Modify usage instruction in README

XuYan · Oct 21, 2016 · caea420 · caea420
1 parent e96a747
commit caea420
Showing 1 changed file with 10 additions and 6 deletions.
diff --git a/README.md b/README.md
@@ -1,5 +1,5 @@
 # Web Crawler
-This is a webpage crawler, written with Python, that takes a start webpage and data selectors as inputs and outputs information you care to a file.
+This is a multi-thread webpage crawler, written with Python, that takes a start webpage and data selectors as inputs and outputs information you care to a file.
 The crawler crawls webpages recursively. The whole process works like a pipe. The crawling outputs of previous webpage will serve as inputs to crawling next webpage.
 For details, refer to Usage section below.
 
@@ -18,7 +18,9 @@ E.g. python crawler.py [args]
 
  - Required Arguments:
 
-		-url: The url of starting webpage. This is the first webpage to start crawling
+		-url: The url of starting webpage. This is the first webpage to start crawling.

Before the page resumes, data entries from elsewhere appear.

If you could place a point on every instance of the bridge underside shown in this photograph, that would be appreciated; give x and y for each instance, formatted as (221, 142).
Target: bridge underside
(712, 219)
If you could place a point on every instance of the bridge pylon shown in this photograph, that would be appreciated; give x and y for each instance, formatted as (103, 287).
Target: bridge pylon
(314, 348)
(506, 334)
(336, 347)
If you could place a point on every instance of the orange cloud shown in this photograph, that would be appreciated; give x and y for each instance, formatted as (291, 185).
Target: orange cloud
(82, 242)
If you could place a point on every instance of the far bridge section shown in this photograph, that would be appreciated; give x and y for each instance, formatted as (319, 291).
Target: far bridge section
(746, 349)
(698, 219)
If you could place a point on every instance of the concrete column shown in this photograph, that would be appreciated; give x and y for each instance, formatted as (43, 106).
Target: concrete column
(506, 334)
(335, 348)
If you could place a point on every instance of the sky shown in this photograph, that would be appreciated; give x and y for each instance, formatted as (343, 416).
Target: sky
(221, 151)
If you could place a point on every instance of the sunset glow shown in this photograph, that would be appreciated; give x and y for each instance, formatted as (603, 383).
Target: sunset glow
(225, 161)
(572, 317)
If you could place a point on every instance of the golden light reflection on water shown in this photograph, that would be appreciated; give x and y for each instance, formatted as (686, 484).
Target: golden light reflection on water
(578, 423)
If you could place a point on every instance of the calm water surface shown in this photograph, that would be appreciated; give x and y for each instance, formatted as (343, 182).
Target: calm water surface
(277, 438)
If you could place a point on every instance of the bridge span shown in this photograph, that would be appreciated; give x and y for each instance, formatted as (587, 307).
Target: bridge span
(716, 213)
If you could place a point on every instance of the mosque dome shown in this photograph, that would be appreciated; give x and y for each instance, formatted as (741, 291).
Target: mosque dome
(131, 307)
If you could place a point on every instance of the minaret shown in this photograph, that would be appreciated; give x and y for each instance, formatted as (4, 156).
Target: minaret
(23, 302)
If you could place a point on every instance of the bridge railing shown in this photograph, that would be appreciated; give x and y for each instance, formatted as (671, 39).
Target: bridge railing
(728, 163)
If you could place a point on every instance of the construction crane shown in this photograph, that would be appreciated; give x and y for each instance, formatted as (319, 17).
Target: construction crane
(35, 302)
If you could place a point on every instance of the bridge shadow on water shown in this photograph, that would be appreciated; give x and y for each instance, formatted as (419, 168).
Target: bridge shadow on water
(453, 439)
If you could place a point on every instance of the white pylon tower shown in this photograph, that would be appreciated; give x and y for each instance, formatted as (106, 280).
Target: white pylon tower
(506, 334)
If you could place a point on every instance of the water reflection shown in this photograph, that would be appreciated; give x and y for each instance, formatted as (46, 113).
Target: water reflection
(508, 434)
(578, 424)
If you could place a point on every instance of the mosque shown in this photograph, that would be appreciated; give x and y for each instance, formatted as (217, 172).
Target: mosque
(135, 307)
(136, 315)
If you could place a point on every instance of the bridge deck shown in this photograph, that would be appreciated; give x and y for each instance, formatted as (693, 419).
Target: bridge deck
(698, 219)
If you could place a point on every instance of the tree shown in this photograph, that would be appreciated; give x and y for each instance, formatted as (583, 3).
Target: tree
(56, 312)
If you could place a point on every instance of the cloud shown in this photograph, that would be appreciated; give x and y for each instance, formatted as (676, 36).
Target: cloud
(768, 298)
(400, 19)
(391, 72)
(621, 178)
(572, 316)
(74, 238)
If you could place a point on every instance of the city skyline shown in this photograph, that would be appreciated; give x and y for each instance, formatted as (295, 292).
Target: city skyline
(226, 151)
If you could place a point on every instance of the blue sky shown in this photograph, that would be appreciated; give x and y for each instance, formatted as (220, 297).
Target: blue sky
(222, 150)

+		      This url may contain configurable fields surrounded by curly braces.
+		      The values of the configurable fields are determined by a helper module --- BaseUrlPopulator
 		-selectors: The crawling instruction string always with the following format
 			        **data_type|data_source|data_org|css_selector**
 			        Crawler accepts multiple selectors for one webpage. When specifying multiple,
@@ -46,6 +48,7 @@ E.g. python crawler.py [args]
 				                  "separate": used when EACH data in list is for one record
 				                  "combination": used when ALL data in list are for one record
 			        **css_selector:** CSS selectors to select html elements in DOM tree
+		-thread: The max number of threads that can be started for the crawling task (Not including the main thread)
 
  - Optional Arguments:
 
@@ -55,10 +58,11 @@ E.g. python crawler.py [args]
 
 **Examples:**
 
-> python crawler.py -domain "http://www.yellowpages.com" -url "http://www.yellowpages.com/search?search_terms=event+coordinate&geo_location_terms=bellevue%2C+WA&page=1"
--css "redirection|attribute href|separate|div.v-card > div.info > h3.n > a"
-     "information|element|combination|div.sales-info > h1, information|attribute href|combination|div.business-card > section > footer > a.email-business"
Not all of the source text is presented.